Em números de violência doméstica, somente até setembro deste ano, foram 4.668 ocorrências, de acordo com dados do Painel de Acompanhamento de Registros de Ocorrências de Violência Doméstica consumadas e tentadas no estado, elaborado pelo Ministério Público do Acre (MPAC).

A violência doméstica não é apenas a agressão, ela pode ser identificada em diferentes ciclos, sendo eles: violência psicológica, patrimonial, moral, sexual e física. Todos os ciclos podem levar ao feminicídio. Comumente acredita-se que apenas a violência física resulta em morte, mas não há ordem para a manifestação das ações agressivas.
Denunciar é necessário
“Minha mãe me aconselhava muito em questão de feminicídios. Que eu deveria tomar cuidado com quem iria me relacionar e não podia aceitar certas coisas, mas ela dedicava a vida dela às outras pessoas, e esqueceu de se cuidar”, relata Iolanda, a filha de Elizete.

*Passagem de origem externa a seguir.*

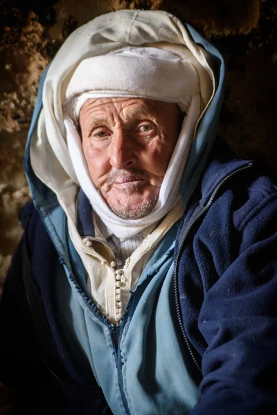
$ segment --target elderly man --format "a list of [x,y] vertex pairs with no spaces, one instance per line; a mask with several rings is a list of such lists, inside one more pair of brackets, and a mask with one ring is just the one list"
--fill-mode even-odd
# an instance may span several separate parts
[[277,192],[215,140],[223,84],[165,12],[100,16],[54,58],[1,304],[12,413],[276,414]]

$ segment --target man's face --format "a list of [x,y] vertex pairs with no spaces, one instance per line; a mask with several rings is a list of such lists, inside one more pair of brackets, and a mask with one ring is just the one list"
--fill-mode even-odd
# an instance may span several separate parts
[[137,219],[153,210],[181,120],[177,104],[161,101],[96,98],[84,104],[84,155],[92,181],[117,216]]

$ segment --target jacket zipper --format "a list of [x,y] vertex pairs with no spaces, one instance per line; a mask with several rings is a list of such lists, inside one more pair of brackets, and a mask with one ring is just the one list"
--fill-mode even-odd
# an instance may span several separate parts
[[187,335],[186,334],[185,329],[184,327],[183,318],[182,318],[181,312],[181,304],[180,304],[178,280],[177,280],[177,264],[178,264],[178,261],[179,261],[179,256],[181,254],[181,251],[183,249],[185,241],[188,237],[188,233],[190,232],[190,230],[193,228],[195,224],[204,215],[204,214],[211,208],[211,205],[214,202],[216,196],[217,196],[219,191],[225,185],[225,183],[230,178],[231,178],[233,176],[235,176],[235,174],[240,173],[240,172],[242,172],[243,170],[246,170],[247,169],[249,169],[251,167],[252,167],[252,163],[249,163],[247,166],[244,166],[244,167],[241,167],[240,169],[238,169],[238,170],[235,170],[235,172],[233,172],[232,173],[230,173],[230,174],[226,176],[225,177],[225,178],[224,178],[222,180],[222,181],[220,182],[220,183],[217,186],[217,187],[213,192],[212,195],[211,196],[207,204],[199,212],[198,214],[197,214],[196,216],[193,217],[193,215],[192,220],[188,222],[188,225],[185,230],[183,240],[179,248],[178,252],[177,252],[177,255],[176,257],[175,273],[174,273],[174,293],[175,293],[175,306],[176,306],[177,320],[178,320],[179,327],[181,329],[181,332],[183,338],[185,340],[185,343],[188,347],[190,355],[193,359],[194,364],[195,365],[196,367],[197,368],[197,369],[199,370],[199,371],[201,374],[202,373],[202,371],[201,369],[199,364],[198,363],[195,356],[193,354],[192,348],[190,347],[190,342],[188,341],[188,339],[187,338]]
[[[127,398],[126,398],[126,395],[125,395],[125,393],[123,389],[123,376],[122,374],[123,364],[122,364],[122,360],[121,360],[120,340],[121,340],[121,334],[123,331],[123,328],[124,328],[124,324],[123,324],[122,320],[121,320],[119,326],[112,328],[112,329],[111,331],[111,340],[112,340],[113,346],[114,346],[114,357],[115,357],[115,360],[116,360],[116,369],[117,369],[118,386],[119,386],[119,390],[120,391],[122,402],[123,403],[124,409],[125,409],[125,412],[126,412],[127,415],[131,415],[129,409],[129,407],[128,407],[128,403],[127,403]],[[115,340],[114,340],[115,338],[116,338],[118,340],[117,345],[116,344],[116,342],[115,342]]]

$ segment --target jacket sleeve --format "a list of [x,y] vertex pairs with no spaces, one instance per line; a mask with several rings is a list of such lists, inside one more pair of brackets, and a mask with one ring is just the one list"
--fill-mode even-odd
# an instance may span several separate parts
[[236,259],[207,290],[199,329],[201,401],[192,415],[277,414],[277,194],[241,221]]

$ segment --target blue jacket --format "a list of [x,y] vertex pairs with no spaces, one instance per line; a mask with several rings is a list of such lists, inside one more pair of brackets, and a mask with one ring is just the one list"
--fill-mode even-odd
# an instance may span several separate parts
[[[217,140],[175,248],[176,313],[202,393],[193,415],[276,412],[276,216],[274,183]],[[17,389],[14,413],[109,414],[57,323],[53,276],[62,259],[32,203],[21,221],[0,303],[1,376]]]

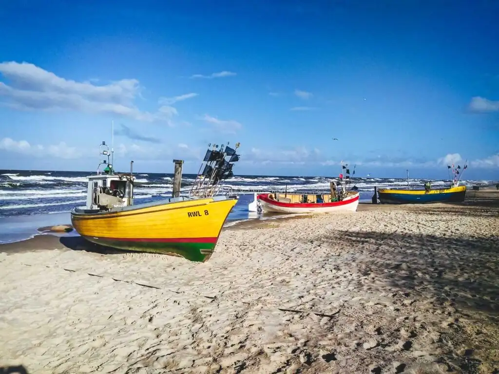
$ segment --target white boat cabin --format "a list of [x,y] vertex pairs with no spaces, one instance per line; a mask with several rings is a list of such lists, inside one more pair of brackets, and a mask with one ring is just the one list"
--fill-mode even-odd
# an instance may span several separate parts
[[88,178],[86,209],[108,210],[133,205],[135,177],[100,174]]

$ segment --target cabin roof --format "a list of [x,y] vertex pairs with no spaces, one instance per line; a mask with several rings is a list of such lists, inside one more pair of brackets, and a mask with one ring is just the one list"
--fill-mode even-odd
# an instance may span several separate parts
[[[115,179],[117,181],[119,180],[120,176],[117,174],[113,174],[112,175],[108,175],[107,174],[100,174],[99,175],[95,175],[93,176],[88,176],[87,177],[89,180],[94,180],[94,179]],[[135,177],[132,176],[132,178],[133,179],[135,179]]]

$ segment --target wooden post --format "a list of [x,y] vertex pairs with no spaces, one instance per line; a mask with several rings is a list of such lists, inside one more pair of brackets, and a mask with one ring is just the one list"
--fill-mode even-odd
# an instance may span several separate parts
[[182,164],[183,160],[174,160],[175,168],[173,172],[173,191],[172,196],[178,197],[180,196],[180,184],[182,181]]

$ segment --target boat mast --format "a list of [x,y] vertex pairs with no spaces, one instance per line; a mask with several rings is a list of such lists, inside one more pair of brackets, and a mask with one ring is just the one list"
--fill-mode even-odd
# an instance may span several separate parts
[[113,174],[114,167],[114,120],[111,121],[111,167],[109,168],[109,175]]

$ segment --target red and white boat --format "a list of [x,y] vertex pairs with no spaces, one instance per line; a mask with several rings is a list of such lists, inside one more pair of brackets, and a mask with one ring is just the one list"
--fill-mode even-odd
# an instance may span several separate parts
[[[360,195],[356,186],[350,188],[351,180],[348,164],[341,162],[342,173],[339,175],[341,189],[337,190],[336,183],[330,182],[330,193],[308,192],[288,193],[275,192],[254,194],[254,200],[248,205],[250,211],[262,213],[333,213],[357,211]],[[343,174],[345,171],[346,176]],[[355,174],[354,167],[353,173]]]
[[[356,211],[359,192],[351,191],[341,201],[331,201],[329,194],[261,193],[256,196],[257,205],[263,213],[333,213]],[[260,209],[258,209],[260,210]]]

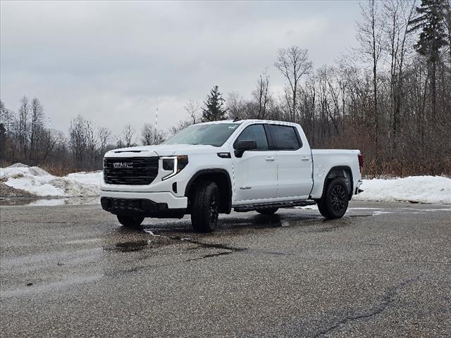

Diversos motivos podem levar uma mulher que sofre violência doméstica a continuar no relacionamento abusivo. Medo, insegurança financeira, culpa e até mesmo a violência psicológica que ela sofre. De acordo com relatos da amiga de Elizete, ela e Elisangelo chegaram a se separar algumas vezes, mas com as promessas de mudança do companheiro, Zete acabava voltando ao relacionamento.
A amiga, que também já passou por um relacionamento abusivo, faz um apelo para meninas e mulheres.
“Eu queria muito que as meninas e as mulheres prestassem atenção nos sinais, porque começa nas palavras e depois vem os tapas! Não aceitem nem um tipo de violência, sumam, vão embora, mas não fiquem com homens que vão machucar vocês, acabar com seu emocional e até mesmo com sua vida. Denunciem e fujam”, diz.
Iolanda Mesquita, filha de Elizete, concorda: “Denunciem, nunca esperem até essa pessoa fazer algo, porque quem ama não machuca, quem ama protege”, disse.
“Ele não tinha o direito de ter tirado ela de nós, ela tem família e amigos que amam ela e que estão com o coração em pedaços, só queremos justiça. Desejamos que a justiça seja feita e cumprida, ele tem que pagar por tudo que fez”, diz Anna Marques, amiga de Elizete.
Canais de ajuda
Para combater a violência de gênero, é essencial que mulheres tenham acesso a redes de apoio e proteção. O acolhimento da vítima é essencial para romper o ciclo de violência e desvincular-se do agressor. É fundamental contar com uma rede de suporte, que pode incluir familiares e amigos, além de serviços especializados que oferecem assistência jurídica e psicológica.
- As vítimas podem procurar a Delegacia Especializada de Atendimento à Mulher (Deam) pelo telefone (68) 3221-4799 ou a delegacia mais próxima.
- Também podem entrar em contato com a Central de Atendimento à Mulher, pelo Disque 180, ou com a Polícia Militar do Acre (PM-AC), pelo 190.
- Outras opções incluem o Centro de Atendimento à Vítima (CAV), no telefone (68) 99993-4701, a Secretaria de Estado da Mulher (Semulher), pelo número (68) 99605-0657, e a Casa Rosa Mulher, no (68) 3221-0826.